REGULAR RESEARCH PAPERS |
Inferring Causal Phenotype Networks from Segregating Populations
Elias Chaibub Neto 1, Christine T. Ferrara 2, Alan D. Attie 1 and Brian S. Yandell 1*
1 University of Wisconsin-Madison
2 Duke University
* To whom correspondence should be addressed. E-mail: byandell{at}wisc.edu.
Submitted on November 28, 2007
Revised on January 16, 2008
Accepted on 6 April 2008
A major goal in the study of complex traits is to decipher the causal interrelationships among correlated phenotypes. Current methods mostly yield undirected networks that connect phenotypes without causal orientation. Some of these connections may be spurious due to partial correlation that is not causal. We show how to build causal direction into an undirected network of phenotypes by including causal QTLs for each phenotype.
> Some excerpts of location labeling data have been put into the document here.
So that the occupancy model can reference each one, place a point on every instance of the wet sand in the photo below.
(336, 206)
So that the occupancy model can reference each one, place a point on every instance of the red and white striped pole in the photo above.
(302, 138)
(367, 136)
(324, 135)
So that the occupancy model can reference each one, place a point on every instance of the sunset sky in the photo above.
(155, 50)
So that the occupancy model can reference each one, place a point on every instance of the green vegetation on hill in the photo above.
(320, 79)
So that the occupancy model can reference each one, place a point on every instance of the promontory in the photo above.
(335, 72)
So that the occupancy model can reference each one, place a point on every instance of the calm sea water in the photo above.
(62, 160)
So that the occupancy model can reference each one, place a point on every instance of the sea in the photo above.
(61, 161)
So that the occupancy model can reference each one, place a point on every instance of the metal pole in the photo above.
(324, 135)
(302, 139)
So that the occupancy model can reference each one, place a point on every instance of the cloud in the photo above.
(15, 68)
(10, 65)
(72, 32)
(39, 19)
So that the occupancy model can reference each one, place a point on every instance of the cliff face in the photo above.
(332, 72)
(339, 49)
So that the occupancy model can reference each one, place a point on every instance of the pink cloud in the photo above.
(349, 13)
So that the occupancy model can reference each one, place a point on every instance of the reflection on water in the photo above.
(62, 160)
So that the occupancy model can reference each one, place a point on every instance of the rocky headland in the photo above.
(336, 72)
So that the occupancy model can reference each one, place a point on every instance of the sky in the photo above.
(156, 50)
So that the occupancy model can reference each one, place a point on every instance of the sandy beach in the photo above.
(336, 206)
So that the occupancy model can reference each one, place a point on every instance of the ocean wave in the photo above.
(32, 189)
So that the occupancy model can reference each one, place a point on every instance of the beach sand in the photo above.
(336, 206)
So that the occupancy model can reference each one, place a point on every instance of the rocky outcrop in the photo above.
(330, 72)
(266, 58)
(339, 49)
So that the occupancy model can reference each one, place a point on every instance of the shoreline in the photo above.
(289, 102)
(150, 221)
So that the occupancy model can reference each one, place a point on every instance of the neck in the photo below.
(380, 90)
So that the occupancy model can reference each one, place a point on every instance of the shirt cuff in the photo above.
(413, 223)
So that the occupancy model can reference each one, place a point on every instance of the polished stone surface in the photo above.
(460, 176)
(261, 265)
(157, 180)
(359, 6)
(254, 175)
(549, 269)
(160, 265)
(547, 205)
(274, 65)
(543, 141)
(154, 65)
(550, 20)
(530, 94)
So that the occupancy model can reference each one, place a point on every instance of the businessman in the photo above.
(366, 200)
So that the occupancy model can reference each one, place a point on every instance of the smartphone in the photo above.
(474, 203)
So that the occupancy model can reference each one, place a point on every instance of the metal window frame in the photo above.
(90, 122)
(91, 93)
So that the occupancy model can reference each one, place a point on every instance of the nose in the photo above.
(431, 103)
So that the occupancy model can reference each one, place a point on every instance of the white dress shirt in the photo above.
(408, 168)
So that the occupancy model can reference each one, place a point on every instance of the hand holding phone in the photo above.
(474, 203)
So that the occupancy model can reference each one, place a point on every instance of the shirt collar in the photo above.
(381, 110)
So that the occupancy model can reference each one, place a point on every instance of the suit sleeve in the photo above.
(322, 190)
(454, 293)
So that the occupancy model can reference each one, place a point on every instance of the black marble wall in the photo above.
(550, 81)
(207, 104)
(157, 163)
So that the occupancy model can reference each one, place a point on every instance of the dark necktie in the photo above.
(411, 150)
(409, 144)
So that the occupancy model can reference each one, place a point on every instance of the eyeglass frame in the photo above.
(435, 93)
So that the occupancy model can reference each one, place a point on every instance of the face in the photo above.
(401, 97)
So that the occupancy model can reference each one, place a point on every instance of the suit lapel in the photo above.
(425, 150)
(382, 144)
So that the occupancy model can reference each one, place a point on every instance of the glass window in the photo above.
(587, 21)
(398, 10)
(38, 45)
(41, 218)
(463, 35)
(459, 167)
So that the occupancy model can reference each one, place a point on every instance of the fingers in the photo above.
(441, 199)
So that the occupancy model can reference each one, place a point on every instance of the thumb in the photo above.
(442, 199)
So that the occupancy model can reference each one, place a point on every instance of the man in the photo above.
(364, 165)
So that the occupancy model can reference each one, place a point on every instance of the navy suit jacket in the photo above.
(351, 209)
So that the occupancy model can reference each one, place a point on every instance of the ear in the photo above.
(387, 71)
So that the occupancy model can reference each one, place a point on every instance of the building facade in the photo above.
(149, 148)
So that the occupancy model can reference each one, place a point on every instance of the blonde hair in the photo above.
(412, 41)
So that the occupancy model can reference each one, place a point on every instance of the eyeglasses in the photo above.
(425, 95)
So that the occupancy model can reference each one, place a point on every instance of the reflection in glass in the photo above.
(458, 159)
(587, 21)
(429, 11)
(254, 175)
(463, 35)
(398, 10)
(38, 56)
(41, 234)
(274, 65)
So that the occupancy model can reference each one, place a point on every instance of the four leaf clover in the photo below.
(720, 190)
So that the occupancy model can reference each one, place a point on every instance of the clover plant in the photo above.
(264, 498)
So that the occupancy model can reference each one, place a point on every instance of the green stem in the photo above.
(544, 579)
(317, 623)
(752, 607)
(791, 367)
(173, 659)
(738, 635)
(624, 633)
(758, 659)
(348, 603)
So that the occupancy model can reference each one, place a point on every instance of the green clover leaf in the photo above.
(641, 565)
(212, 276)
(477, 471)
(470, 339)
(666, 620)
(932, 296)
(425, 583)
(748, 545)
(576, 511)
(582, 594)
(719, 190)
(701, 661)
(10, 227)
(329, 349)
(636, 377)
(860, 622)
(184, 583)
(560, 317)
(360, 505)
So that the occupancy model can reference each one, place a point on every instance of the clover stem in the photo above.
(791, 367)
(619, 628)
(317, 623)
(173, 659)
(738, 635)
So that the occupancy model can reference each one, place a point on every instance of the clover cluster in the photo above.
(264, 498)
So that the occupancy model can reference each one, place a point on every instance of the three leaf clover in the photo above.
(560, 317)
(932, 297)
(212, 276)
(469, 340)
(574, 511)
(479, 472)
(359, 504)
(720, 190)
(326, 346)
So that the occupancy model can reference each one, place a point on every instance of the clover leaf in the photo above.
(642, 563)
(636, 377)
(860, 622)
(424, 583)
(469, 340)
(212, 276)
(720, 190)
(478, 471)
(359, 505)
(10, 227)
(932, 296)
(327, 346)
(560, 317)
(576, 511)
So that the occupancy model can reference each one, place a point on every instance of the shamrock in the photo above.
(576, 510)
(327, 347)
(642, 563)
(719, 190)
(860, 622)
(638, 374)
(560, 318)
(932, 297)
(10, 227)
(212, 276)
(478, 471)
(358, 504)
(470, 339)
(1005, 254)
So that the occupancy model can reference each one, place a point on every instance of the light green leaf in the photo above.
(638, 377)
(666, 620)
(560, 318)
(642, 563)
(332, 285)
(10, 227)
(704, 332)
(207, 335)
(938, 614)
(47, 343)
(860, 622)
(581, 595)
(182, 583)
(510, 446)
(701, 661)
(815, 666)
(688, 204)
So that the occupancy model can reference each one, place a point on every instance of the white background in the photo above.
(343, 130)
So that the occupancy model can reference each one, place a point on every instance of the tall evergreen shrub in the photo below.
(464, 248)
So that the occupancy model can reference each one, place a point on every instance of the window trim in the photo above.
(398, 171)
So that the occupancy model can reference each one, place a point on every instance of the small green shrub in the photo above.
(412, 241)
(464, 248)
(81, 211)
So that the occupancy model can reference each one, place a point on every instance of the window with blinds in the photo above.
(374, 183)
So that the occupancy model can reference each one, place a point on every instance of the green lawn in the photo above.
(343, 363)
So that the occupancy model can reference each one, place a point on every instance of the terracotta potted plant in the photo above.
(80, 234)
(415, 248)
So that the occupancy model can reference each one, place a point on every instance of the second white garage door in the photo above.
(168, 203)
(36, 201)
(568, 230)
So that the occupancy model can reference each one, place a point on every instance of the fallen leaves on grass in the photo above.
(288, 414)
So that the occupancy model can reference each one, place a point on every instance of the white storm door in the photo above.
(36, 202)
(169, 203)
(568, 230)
We evaluate causal direction for each edge connecting two phenotypes using a LOD score. This new approach can be applied to many different population structures, including inbred and outbred crosses as well as natural populations, and can accommodate feedback loops. We assess its performance in simulation studies and show that our method recovers network edges and infers causal direction correctly at a high rate. Finally, we illustrate our method with an example involving gene expression and metabolite traits from experimental crosses.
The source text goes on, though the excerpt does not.